Monday, May 5, 2008

The Vigenere Cipher

As promised, here is some information about the famous, or infamous Vigenere cipher. A Vigenere Square or Tablet is shown here and is used to encode and decipher messages using the Vigenere cipher. The Vigenere cipher is actually a series of another cipher known as a Caesar cipher.

The Vigenere cipher has been around since the 1500s. A book was written about it explaining how the cipher worked in 1553. Even though the cipher was explained in the book, to the novice the Vigenere cipher was thought to be unbreakable. This proved to be a very big mistake for the South during the Civil War. Apparently the people in charge of their codes would be considered novices.

In an effort not to confuse anyone I have taken the liberty of copying the explanation of the Vigenere cipher from the Wikipidia page. This way I don’t screw it up!

“In a Caesar cipher, each letter of the alphabet is shifted along some number of places; for example, in a Caesar cipher of shift 3, A would become D, B would become E and so on. The Vigenère cipher consists of several Caesar ciphers in sequence with different shift values.”
“To encipher, a table of alphabets can be used, termed a tabula recta, Vigenère square, or Vigenère table. It consists of the alphabet written out 26 times in different rows, each alphabet shifted cyclically to the left compared to the previous alphabet, corresponding to the 26 possible Caesar ciphers. At different points in the encryption process, the cipher uses a different alphabet from one of the rows. The alphabet used at each point depends on a repeating keyword.”
“For example, suppose that the plaintext to be encrypted is:” ATTACKATDAWN

“The person sending the message chooses a keyword and repeats it until it matches the length of the plaintext, for example, the keyword "LEMON":” LEMONLEMONLE

“The first letter of the plaintext, A, is enciphered using the alphabet in row L, which is the first letter of the key. This is done by looking at the letter in row L and column A of the Vigenère square, namely L. Similarly, for the second letter of the plaintext, the second letter of the key is used; the letter at row E and column T is X. The rest of the plaintext is enciphered in a similar fashion:”

Plaintext: ATTACKATDAWN
Key: LEMONLEMONLE
Cipher text: LXFOPVEFRNHR

“Decryption is performed by finding the position of the ciphertext letter in a row of the table, and then taking the label of the column in which it appears as the plaintext. For example, in row L, the ciphertext L appears in column A, which taken as the first plaintext letter. The second letter is decrypted by looking up X in row E of the table; it appears in column T, which is taken as the plaintext letter.”
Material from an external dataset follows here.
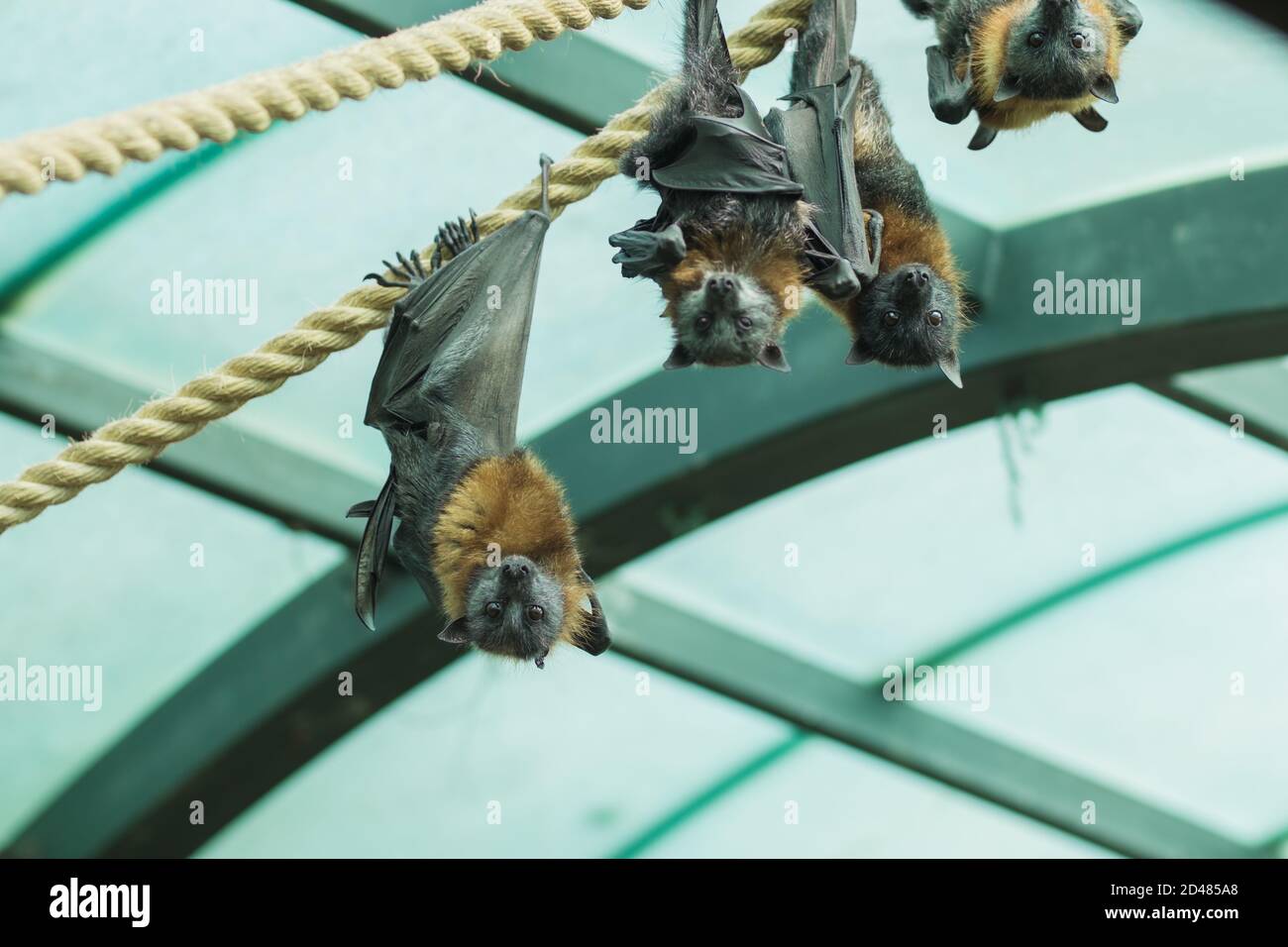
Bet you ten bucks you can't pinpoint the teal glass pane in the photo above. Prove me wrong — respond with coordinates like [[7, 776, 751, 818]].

To symplify things in the field the South was known to use a Cipher Disk. This was a disk with the alphabet in a cirlce around the outside of the disk and a second smaller disk that turned on the inside with it’s own alphabet around the outside of the smaller disk.

To make all of this work you had to have a key word or phrase. The South was known to regularly use three key phrases. The first two, COMPLETE VICTORY and MANCHESTER BLUFF, were used continuosly during the Civil War. As the war got closer to the end and the South saw that they were in trouble they also began using the key phrase of COME RETRIBUTION. There was a fourth key phrase attributed to the South but I have not been able to verify that this phrase was actually used. That fourth key phrase is said to be JEFFERSONS FERRY.

As an added bonus for blog readers I am listing another key that was discovered by a college professor, and I believe it was discovered sometime in the 1990’s while he was looking at some old Civil War documents. This was a key word and not a phrase and was identified as BALTIMORE. This will be a news flash to more than one KGC researcher.

Here’s my thought for the day. The Knights of the Golden Circle was supposed to be a super secret organization with members so smart that they hid billions of dollars in treasure using a coding system that treasure hunters for more than a century haven’t been able to figure out, right? So who in that brain trust decided to use centuries old ciphers that were known to other code breakers to pass secret messages back and forth during the Civil War? If they couldn’t come up with their own ciphers to encode their most important messages, how did they come up with their own elaborate code to hide treasure?

1 comment:

Anonymous said...

What about the use of the KGC Cipher that was found in the Bickley files at the National Archives? This was an original code that by all appearances that would not have been "so easy" for federal agents to figure out. I would not be able to tell you if this code was used often as I have not researched it, but it seems this could possibly be a more original code used by the KGC as opposed to the "ancient ciphers" you have described.